Staunton, December 15 – “The five-pointed red star, one of the symbols of communism, the Russian army and the Kremlin, is celebrating its 100th anniversary today, Dmitry Lyskov of Vzglyad reports, noting that it is still surrounded by controversy as many Russians consider it to this day to be “an emblem of Satanists and Masons.”
Given the ongoing controversy about allegations that the killing of the Imperial Family was a ritual murder, a subject Lyskov has also explored (vz.ru/society/2017/12/6/898080.html), his comments about the history and meaning of the red star are particularly intriguing now (vz.ru/society/2017/12/15/899446.html).
The idea that the red star is a satanic symbol has circulated in post-Soviet Russia for a long time. In 2014, for example, LDPR leader Vladimir Zhirinovsky asked the defense ministry to look into its continued use because, he said, the five-pointed red star for “certain Orthodox” Russians “is associated with satanic symbols.”
Several Russian Orthodox writers have gone further. One argued that “nothing reflects so clearly the anti-Christian and satanic essence of bolshevism as its symbols,” including the red star (rusk.ru/st.php?idar=112449). And another argued the red star is “at one and the same time masonic and satanic” as well as Jewish given that “the most important task of masonry is the destruction of Christianity” (belrussia.ru/page-id-2308.html).
But Lyskov says that this is more than a little much given the history of the appearance of the red star in 1917. Had it contained all the meanings these authors say, one would have expected the leaders of the anti-Bolshevik movement to use it as a mobilizing tool against Red forces. The fact is that they didn’t.
Indeed, many White officers wore on their uniforms stars of the same shape because those had been introduced into the tsarist military in 1827 by Nicholas I who was copying French uniforms of the time of Napoleon. They thus had no reason to view the red star as anti-Christian, satanic or masonic.
Moreover, as many Russians knew, the five-pointed star had a long history as a Christian symbol, tracing its origins to the pre-Christian Pythagoreans but enshrined in Christian symbolism and even informing the works of perhaps the greatest Russian icon painter Andrey Rublov.
Efforts to transform the star into an anti-Christian symbol appear to have their origins in the work of Louis Constant, a nineteenth century French promoter of the occult, but as Lyskov points out, “it isn’t completely clear how such an odious figure could serve as an authority for a believer.”
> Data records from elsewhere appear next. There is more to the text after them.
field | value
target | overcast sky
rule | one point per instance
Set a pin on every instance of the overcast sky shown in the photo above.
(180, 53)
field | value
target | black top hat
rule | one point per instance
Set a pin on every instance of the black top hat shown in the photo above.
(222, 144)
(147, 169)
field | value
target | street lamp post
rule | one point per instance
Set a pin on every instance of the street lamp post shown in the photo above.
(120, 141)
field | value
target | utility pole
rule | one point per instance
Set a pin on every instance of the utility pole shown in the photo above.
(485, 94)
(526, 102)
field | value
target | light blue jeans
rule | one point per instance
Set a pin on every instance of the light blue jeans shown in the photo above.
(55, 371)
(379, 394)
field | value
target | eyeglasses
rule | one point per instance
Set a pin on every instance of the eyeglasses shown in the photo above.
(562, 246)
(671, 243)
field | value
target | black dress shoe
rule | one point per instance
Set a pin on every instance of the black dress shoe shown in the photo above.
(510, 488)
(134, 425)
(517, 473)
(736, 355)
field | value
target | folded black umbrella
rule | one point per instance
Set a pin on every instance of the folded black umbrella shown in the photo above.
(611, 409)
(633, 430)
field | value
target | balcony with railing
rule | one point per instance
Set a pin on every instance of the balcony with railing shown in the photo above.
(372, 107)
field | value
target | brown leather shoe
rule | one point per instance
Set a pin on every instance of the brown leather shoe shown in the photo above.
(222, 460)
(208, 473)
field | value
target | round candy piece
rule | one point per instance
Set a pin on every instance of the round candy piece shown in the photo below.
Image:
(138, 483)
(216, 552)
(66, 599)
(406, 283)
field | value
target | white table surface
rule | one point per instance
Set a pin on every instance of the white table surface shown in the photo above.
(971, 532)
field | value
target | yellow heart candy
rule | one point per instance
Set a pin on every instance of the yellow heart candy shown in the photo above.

It is true, the Vzglyad writer says, that there were some in the White Russian emigration in the 1920s and 1930s who did talk about “the occult roots of Bolshevism” and who linked that to what they saw as a Jewish conspiracy against Russia and Christianity. But such people remained extremely marginal even when they were supported by the Nazis.
Soviet citizens knew little of this or of the actual history of the red star. But when the sluice gates of information were opened during perestroika, Russians were exposed to all kinds of information, some reliable but some not; and they often had great difficulty in distinguishing the one from the other.
“In our atheistic society, had had ideas both about religion and the pre-revolutionary past that had been distorted by communist ideology, even the most improbable notions fell on fertile ground, up to and including satanic treatments of a two centuries-old army symbol which they began to call ‘the Bolshevik star.’”
And on the basis of a common anti-communism, these ideas penetrated and combined in a “paradoxical” way with those of Russian Orthodoxy, completely confusing the situation. And some Orthodox radicals even began insisting that overcoming communism requires the elimination of all red stars (belrussia.ru/page-id-2308.html).
The actual history of the appearance of the red star is still clouded in much mystery and dispute, Lyskov says; but it appears that it originated with Red military commanders who viewed the star as a sign of the army and acceptable as long as it was red, the color of the revolution, and featuring a hammer and sickle.
No one at the outset of the Soviet period had any intention of interjecting “any mystical, occult or anti-Christian meanings in the new symbol of the new army; and the Bolsheviks did not come up with anything fundamentally new in this area that represented a complete break with the history and culture of the country.”
“But in order to understand this,” the journalist concludes, “one must know one’s history.” And for Russians, there are now as there have been in the past real problems in that regard.